I was considering the following:
*VIZIO XVT323SV 32-Inch Full HD* 1080p LED LCD HDTV with VIA Internet Application - about $500 (I know 1080 isn't needed for this size, but 720 isn't available with streaming to my knowledge)
Amazon.com: VIZIO XVT323SV 32-Inch Full HD 1080p LED LCD HDTV with VIA Internet Application, Black: Electronics 

Is this a TV I'm bound to have problems with or as good as any of the available brands with that feature? Please let me know your opinions.

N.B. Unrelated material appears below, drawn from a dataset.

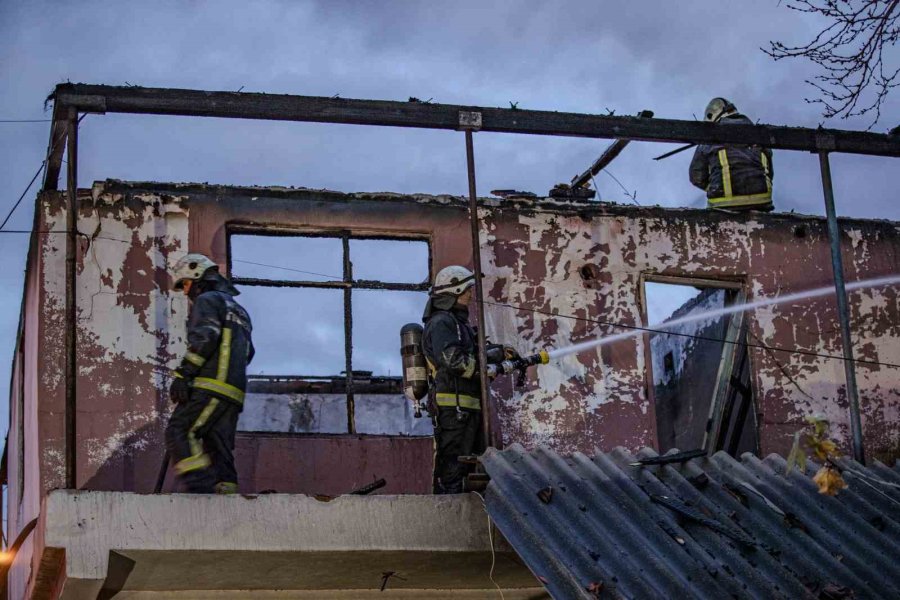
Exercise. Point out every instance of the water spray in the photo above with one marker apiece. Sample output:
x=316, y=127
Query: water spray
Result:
x=544, y=356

I spent almost $900 on a samsung 32" 3 years ago & the power supply board is out. Don't want to spend anymore on it after having capacitors repaired. It is a piece of junk!
Thanks in advance,
donna


----------



## sobeit (Nov 11, 2007)

personally I did some research a couple of months ago on tv's with internet and found that you could be limited to watching to what is available in an app. If you regularly visit other movie sites that does not have an app, then you are out of luck. 

I ended up just getting a cheap computer and hook it up to my new 42 inch vizio tv. this way I can use it as a dvr, connect to my home library, and do whatever I need to do online in addition to watching movies.


----------



## donna1950 (Apr 29, 2011)

So no HBO and Boardwalk Empire with this type of TV? It sounded as though one would need cable for the signal.
Donna


----------



## ebackhus (Apr 21, 2005)

It only works when you are an HBO subscriber.


----------



## donna1950 (Apr 29, 2011)

I received Vizio with internet apps. Currently still subscribed to cable. Hooked up vizio, TV walked me through wireless internet and cable connections. Both seem to be working well. Will discontinue movie channel since netflix and hulu are available with subscriptions. As I become familiar with apps, will consider discontinuing cable depending on how much I'm savvy enough to access online.


----------



## ebackhus (Apr 21, 2005)

My wife and I cut cable in favor of Netflix but then Burgios (sp?) and Game of Thrones appeared...


----------